In 1950, Clara Ward and the Ward Singers of Philadelphia made their first Carnegie Hall appearance on a gospel program titled Negro Music Festival, produced by gospel music pioneer, Joe Bostic, sharing the stage with Mahalia Jackson. In 1952, the Ward Singers became the first Gospel group to headline a show at the famous Apollo Theater. Gertrude dressed the group in flamboyant sequined gowns, a novelty for gospel singers. Ward created a booking agency for gospel acts, sponsored tours under the name "the Ward Gospel Cavalcade", and in 1953, established a publishing house for gospel music, which she called "Ward's House of Music". She wrote an instructional manual for churches, detailing how to promote gospel programs. Gertrude created and managed a second group, "the Clara Ward Specials", to accompany the Ward Singers.
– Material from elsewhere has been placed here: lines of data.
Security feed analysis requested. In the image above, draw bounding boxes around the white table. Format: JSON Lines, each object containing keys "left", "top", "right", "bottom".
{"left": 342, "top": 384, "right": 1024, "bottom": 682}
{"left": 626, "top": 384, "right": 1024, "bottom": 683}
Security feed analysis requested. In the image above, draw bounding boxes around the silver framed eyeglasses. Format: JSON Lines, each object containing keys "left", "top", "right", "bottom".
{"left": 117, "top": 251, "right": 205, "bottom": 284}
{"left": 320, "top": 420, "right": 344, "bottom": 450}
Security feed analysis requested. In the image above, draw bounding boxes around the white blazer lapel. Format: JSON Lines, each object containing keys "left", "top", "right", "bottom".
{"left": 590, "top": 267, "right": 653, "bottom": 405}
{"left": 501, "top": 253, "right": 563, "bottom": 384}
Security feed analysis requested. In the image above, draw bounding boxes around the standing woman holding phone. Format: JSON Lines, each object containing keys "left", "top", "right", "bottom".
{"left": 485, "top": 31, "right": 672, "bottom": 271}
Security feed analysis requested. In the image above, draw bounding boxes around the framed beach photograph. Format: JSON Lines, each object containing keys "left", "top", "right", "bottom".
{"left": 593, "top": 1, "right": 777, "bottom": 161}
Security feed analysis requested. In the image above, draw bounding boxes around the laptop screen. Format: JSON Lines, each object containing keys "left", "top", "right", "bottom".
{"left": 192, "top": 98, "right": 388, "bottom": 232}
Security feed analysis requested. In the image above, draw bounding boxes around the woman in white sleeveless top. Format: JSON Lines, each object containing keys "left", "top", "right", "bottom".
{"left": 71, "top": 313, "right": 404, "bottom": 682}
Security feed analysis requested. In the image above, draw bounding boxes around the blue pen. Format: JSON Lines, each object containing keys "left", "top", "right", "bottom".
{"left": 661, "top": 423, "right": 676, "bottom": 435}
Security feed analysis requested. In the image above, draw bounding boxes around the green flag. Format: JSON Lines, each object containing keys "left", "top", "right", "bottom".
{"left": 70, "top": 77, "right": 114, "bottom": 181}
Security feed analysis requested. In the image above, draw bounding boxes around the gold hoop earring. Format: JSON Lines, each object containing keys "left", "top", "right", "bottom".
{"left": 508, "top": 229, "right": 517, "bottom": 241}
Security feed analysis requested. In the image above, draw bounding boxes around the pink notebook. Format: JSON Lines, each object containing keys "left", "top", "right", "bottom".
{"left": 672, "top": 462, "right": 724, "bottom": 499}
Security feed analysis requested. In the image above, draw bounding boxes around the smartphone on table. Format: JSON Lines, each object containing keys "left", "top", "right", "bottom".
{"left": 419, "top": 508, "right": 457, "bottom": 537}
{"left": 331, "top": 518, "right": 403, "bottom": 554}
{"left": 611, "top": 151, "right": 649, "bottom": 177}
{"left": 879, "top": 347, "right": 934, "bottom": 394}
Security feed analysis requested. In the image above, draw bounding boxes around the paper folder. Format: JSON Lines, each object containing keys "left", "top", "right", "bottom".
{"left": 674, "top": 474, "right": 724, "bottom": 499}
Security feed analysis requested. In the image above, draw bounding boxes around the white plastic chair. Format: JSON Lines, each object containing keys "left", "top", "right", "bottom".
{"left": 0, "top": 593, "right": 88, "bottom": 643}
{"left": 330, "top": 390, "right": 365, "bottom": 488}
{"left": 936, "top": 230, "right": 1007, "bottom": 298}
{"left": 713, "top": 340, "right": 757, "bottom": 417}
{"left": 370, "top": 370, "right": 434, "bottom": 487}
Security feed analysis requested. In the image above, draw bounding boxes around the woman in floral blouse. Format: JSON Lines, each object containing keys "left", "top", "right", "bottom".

Gertrude Ward was extremely controlling, managed finances, and dictated career moves.

Clara was composing, recording, and performing nationally on a relentless schedule. As musical director of the Ward franchise, Clara was willing to share the spotlight with her talented co-singers. Clara Ward had a long-term romantic relationship with the Reverend C. L. Franklin, a gospel singer and the father of Aretha Franklin, whose interest in singing Ward encouraged. Franklin was already married for much of that period, and his personal life was complicated and controversial. Ward’s mother and manager, Gertrude Ward, was strongly opposed to anything that might damage Clara’s career or reputation. The relationship with C. L. Franklin was likely her most significant and widely acknowledged romantic involvement after her early marriage. But it did not develop into anything lasting or publicly formalized, and much of the detail remains partly obscured by limited documentation and gospel-world discretion.